Seeheim-Jugenheim

Spannende Zaubertricks zum Mitmachen und Staunen zeigte Zauberin Waso Koulis gemeinsam mit ihren neuen Zauberlehrlingen. Foto: soe
12. September 2017 

Willkommenskultur heißt: Das Bleiben begleiten

Beim Sommerfest des Jugenheimer „Helferkreis Asyl“ prägte Lebensfreude die freundschaftliche Atmosphäre zwischen Unterkunftsbewohnern und Bevölkerung

SEEHEIM-JUGENHEIM, September 2017 (pem), „Schön, dass Du da bist!“, ergänzt man oft flüchtig einen Begrüßungs-„Hallo“. Vielleicht spricht man die warmherzig netten Worte im Rahmen des Helferkreis Asyl aber tatsächlich doch mit anderem Bewusstsein und tiefer Überzeugung aus. Jeden Einzelnen sieht man hier als Hoffnungsträger, gleich welchen Alters, Zeichen für eine Lebenschance. Geflüchtete aus Syrien und Afghanistan willkommen zu heißen, ist nicht der schwerste Schritt. Aber mit ihnen als Unterkunftsbewohner das Ankommen zu gestalten und danach das Bleiben auf eine gute Basis zu stellen, um es weiter zu begleiten, darin liegen die herausfordernden Aufgaben für die Ehrenamtlichen. Die rund dreißig Frauen und Männer des Helferkreises Asyl leben ihre eigene Überzeugung aus in ihrer freiwilligen Tätigkeit, sich die Angelegenheit dieser Menschen zur eigenen zu machen. Ernst meinen sie jedes Wort: Schön, dass Du da bist!

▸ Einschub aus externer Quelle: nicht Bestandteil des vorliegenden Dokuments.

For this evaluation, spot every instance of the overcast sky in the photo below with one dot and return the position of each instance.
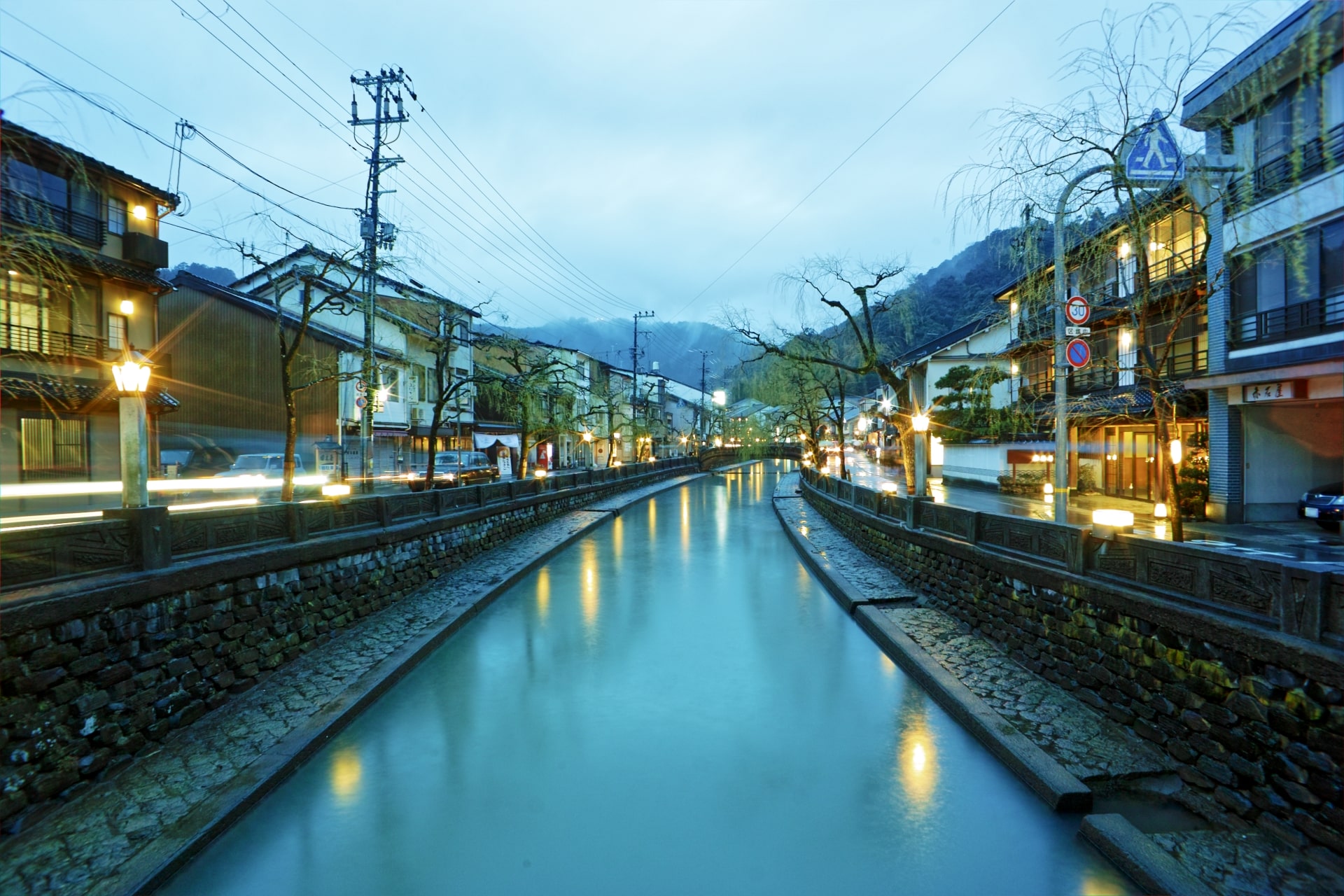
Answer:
(651, 144)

Zu Hause ist bereits die jüngste Generation. „Na von hier!“; antwortet Mohammed überzeugt und rasch auf die Frage, wo er den herkomme. Erst nach diesem spontanen Reflex fällt ihm ein, dass er ja vor ungefähr acht Jahren in Afghanistan geboren wurde. So eine Antwort wünscht man sich, ist sie doch bezeichnend: wo Kinder in diesem Maß angekommen sind, darf man sie wohl als Vorboten gelingender Integration betrachten, um die der Helferkreis Asyl auf verschiedensten Ebenen ringt. Es gilt Kommunikation, Kooperation, Koordination und Kontakte auf gesellschaftlicher und politischer Ebene zu etablieren. Die direkte praktische Unterstützung im Alltag lässt nie die Individualität jedes Schicksals vergessen. Den Menschen mit seiner eigenen Geschichte zu würdigen, prägt die Haltung der Ehrenamtlichen.

Beste Organisation und strukturierte Aktivitäten bündeln die Kompetenzen, sodass man die Betreuung gezielt und effektiv handhaben kann. Die Versorgungssicherung ist essentiell, das Wichtigste jedoch bleibt das zwischenmenschlich gefühlte und gelebte Willkommen jedes einzelnen Geflohenen. Dem trägt auch die Ordnung des Zusammenlebens in den Unterkünften mit Veranstaltungen, Foren zum Austausch, Spielabende und Wochenendtreffen Rechnung. Weit mehr als eine nette Ergänzung bedeutet das gemeinsame Feiern. Unvergessen ist noch das Herbst- und Kelterfest, dessen Erfolg das Sommerfest fast noch übertraf.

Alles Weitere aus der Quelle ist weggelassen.